Interesting approaches to consider (details in this github repo [https://github.com/hfawaz/dl-4-tsc])

  1. NN dynamic time warping with a warping window set through cross-validation (DTW) has been extremely difficult to beat for over a decade, but it’s no longer considered state of the art.

SOTA algorithms:

  1. HIVE-COTE: current state of the art, but hugely computationally intensive. It combines predictions of 35 individual classifiers built on four representations of the data. Impractical in many problems. The HIVE version uses a hierarchical vote.
  2. Resnet: same performance as COTE but much faster python code.

Other algorithms:

  1. Shapelet Transform (ST): extracts discriminative subsequences (shapelets) and builds a new representation of the time series that is fed to an ensemble of 8 classifiers. While it is considered a state-of-the-art classifier, it has little potential to scale to large datasets given its training complexity. python code
  2. BOSS (Bag-of-SFA-Symbols): forms a discriminative bag of words by discretizing the TS using a Discrete Fourier Transform and then building a nearest neighbor classifier with a bespoke distance measure. It is of limited use on large data sets as it has a high training complexity. The authors produced a similar approach with improved scalability, the BOSS in Vector Space (BOSS-VS).
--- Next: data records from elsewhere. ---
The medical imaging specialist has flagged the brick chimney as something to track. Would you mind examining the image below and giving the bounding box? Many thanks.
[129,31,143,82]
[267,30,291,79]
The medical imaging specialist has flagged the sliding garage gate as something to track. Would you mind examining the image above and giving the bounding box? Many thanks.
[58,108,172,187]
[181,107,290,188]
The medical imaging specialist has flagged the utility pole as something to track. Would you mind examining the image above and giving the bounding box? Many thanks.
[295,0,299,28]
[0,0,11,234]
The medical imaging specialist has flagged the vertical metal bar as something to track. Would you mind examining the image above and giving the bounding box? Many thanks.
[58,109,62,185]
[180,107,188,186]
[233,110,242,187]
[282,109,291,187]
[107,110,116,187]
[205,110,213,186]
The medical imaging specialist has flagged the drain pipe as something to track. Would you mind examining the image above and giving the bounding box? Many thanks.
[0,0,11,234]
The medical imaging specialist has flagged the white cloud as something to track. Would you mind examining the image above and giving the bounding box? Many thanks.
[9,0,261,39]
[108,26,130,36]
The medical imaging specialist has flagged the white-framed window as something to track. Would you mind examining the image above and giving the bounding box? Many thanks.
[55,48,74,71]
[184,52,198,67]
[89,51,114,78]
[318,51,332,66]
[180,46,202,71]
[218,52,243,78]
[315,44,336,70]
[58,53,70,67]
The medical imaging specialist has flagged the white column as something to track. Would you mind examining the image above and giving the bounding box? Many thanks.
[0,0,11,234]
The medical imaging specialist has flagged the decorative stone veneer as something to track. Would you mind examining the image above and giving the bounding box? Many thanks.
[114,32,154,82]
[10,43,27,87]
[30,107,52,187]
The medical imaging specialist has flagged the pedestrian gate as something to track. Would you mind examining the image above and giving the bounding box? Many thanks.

The same authors recently proposed WEASEL, which improves on the computation time of BOSS and on the accuracy of BOSS-VS, but has a very high memory complexity (it doesn’t scale beyond 10k TS) python code
  3. Proximity Forest (PF): new algorithm presented in Aug 2018. It is similar to Random Forest but replaces the attribute-based splitting criteria by a random similarity measure java code. I don’t think there is any python code yet.
  4. Rotation Forest (RotF): an algorithm that has recently been used with very good results in TSC. An early version (not fully optimized) python code.
  5. Fully Convolutional Network (FCN): python code
  6. Encoder: whose architecture is inspired by FCN with a main difference where the GAP layer is replaced with an attention layer python code

Multivariate Timeseries Classification

The previous studies are inconclusive as to best algorithms to use in multivariate TS due to the small number of datasets used. However, FCN, Encoder, and Resnet also seem to work well.


  1. pyts a Python package for time series transformation and classification.
  2. cesium an open source library that allows users to extract features from raw time series data - list, build machine learning models from these features, and generate predictions for new data. An example illustrating the power of this library - Epilepsy Detection Using EEG Data 4.